16.07.2015 - 17.07.2015
I am finally on my way home to Colorado - I think.
As it took me two days to get out of Pennsylvania and four days to get out of Ohio, it is anybody's guess on how long it will take me to go through Indiana, Illinois, Missouri, Kansas, and half of Colorado.
My plan is to take the Interstates most of the way and detour only if there is something unusual or interesting within 50 miles either side of the highway.
I saw the exit sign for the McKinley Memorial too late as I was traveling down I-77. Thanks to Google Maps, I was able to exit later and still find it.
He might not be our most well known president, but somehow I think we could do just a tad bit better as a memorial. Apparently, he was a rather unpretentious man, but is this all we can do?
You push a button and the two mannequins bob their heads as a recording plays.
The monument on the hill and the statue are impressive. However, the wreaths in front of the tomb are so obviously artificial you feel like you want to wash the dust off them. Frankly, they look like something I might have made.
People from Canton come to these steps to do their exercise routine - run up and down, do lunges on each step, do squats on each step, etc.

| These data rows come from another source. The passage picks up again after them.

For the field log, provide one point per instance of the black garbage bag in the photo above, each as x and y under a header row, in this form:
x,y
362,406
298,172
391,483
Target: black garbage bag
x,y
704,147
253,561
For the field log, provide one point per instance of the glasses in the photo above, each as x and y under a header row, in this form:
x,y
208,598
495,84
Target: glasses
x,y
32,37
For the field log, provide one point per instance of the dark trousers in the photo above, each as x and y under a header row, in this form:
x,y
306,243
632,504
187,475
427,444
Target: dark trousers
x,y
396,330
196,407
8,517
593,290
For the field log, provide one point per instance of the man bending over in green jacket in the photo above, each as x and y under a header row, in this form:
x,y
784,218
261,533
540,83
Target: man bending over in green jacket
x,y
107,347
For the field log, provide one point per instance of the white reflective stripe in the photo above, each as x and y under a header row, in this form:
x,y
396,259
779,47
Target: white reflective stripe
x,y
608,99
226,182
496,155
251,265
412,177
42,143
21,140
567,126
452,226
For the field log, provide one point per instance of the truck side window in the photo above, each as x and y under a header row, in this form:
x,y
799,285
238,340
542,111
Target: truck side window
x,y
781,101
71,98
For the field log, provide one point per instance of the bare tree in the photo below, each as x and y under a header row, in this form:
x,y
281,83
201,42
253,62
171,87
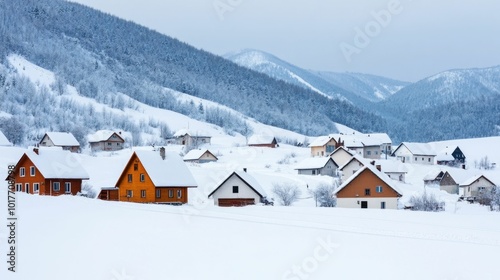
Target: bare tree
x,y
286,194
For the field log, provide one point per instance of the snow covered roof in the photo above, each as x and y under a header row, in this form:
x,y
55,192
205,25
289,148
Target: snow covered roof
x,y
168,172
474,178
377,173
62,139
314,163
196,154
3,140
55,163
102,135
418,148
185,131
320,141
258,139
247,178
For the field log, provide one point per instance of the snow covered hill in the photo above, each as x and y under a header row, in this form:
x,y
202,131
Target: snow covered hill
x,y
352,86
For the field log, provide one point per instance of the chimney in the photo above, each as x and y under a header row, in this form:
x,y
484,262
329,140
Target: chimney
x,y
162,153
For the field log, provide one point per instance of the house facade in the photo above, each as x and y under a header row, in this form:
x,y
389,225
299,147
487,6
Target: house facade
x,y
65,140
237,189
420,153
368,188
152,177
46,171
318,166
443,179
105,140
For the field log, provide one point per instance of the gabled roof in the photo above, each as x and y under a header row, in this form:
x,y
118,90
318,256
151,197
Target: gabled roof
x,y
3,140
168,172
354,157
197,154
341,148
247,179
315,163
260,139
55,163
320,141
473,179
419,149
102,135
62,138
388,181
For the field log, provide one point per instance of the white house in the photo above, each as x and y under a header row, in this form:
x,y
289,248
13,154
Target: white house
x,y
238,189
3,140
65,140
474,186
368,188
421,153
318,166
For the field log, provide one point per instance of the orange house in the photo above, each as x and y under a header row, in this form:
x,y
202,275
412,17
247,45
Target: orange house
x,y
152,177
368,188
49,171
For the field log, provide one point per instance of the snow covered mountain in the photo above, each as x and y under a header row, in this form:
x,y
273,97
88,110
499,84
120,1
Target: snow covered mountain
x,y
352,86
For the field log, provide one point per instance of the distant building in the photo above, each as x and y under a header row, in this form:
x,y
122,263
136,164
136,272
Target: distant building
x,y
421,153
259,140
106,140
49,171
238,189
65,140
200,156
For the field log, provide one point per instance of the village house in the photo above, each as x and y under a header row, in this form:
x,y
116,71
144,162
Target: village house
x,y
49,171
443,179
341,156
368,188
65,140
200,156
323,146
238,189
351,167
451,156
189,139
473,187
152,177
106,140
4,141
318,166
421,153
259,140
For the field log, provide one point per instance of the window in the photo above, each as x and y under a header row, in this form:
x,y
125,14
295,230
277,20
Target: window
x,y
67,187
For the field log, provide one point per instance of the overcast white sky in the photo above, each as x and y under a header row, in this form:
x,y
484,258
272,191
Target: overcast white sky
x,y
419,39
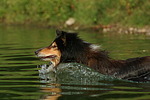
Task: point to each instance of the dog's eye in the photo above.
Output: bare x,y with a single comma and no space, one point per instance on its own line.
54,46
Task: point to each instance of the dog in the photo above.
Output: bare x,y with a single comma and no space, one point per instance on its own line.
68,47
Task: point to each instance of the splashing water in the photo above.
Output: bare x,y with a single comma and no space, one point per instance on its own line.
71,72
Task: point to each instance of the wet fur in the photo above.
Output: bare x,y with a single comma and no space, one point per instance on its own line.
74,49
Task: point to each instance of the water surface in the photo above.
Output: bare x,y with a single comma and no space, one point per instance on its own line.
20,79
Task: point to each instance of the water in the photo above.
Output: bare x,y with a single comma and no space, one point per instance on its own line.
20,79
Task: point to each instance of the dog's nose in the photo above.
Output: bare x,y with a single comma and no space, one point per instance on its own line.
36,52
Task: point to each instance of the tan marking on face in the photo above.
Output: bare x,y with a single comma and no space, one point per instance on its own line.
51,50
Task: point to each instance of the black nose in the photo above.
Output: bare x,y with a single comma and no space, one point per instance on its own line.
37,51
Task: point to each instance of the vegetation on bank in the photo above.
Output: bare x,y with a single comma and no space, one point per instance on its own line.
85,12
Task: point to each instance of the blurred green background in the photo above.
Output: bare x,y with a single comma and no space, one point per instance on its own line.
85,12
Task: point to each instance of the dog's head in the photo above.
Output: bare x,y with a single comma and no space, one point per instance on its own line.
53,52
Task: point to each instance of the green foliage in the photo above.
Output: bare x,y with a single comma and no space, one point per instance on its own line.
86,12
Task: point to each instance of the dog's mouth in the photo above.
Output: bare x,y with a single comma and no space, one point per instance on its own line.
50,57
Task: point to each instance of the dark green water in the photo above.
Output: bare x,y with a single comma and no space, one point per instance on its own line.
20,79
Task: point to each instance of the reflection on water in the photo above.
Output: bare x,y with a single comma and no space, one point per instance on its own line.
20,79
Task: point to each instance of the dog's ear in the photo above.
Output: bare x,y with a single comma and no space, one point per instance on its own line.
62,35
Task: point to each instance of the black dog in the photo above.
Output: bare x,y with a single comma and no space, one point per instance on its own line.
68,47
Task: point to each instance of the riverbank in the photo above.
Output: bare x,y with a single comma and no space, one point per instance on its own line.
98,15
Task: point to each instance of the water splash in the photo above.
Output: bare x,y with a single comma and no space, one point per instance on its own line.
71,73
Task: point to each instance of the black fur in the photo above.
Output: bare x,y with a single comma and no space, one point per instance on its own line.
74,49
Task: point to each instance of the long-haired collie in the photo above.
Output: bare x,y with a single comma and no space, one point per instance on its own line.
68,47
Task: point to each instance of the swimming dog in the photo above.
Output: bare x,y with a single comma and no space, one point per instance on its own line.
68,47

My left knee gave out on the way down and I had to inch my way down like a toddler - two feet on each step. It took me forever, and I was so embarrassed as the children slid down the railings on their stomachs and backs.
I noticed the Salt Fork State Park just a few miles off the Interstate, so Google took me the backroad way to get there. I didn't see a grocery along the way, so I turned when a sign pointed to the lodge.
Even though the parking lot was filled with hundreds of cars with Ohio plates, it didn't seem like much of a place until I tried to find my way through the 1980s-style halls and levels. I could smell the chlorine pool and restaurant. I could even see them through glass windows, but it took me quite a while on stairs and ramps until I found the entrance to the restaurant.
The waitress approached me from the back for my order and several times to check on my needs and progress. Each time, she would come up and stick her head over my shoulder and say "I don't want to startle you, but I am behind you!" and then she would put her hand on my shoulder.
It drove me nuts!
I could only register for a campsite on line. Couldn't find anything without electricity, so I paid twice as much to get a camp spot.
I paid for it, so I darn well used it to charge my phone and computers. By the way, I have misplaced my camera rec-harger somewhere along the road. Am having to use my Surface Pro computer as a camera now. It is not quite as efficient and I don't think the photos are as good.
All my life, I thought President Eisenhower conceived the concept of an interstate system after all the navigation problems in Europe during WWII.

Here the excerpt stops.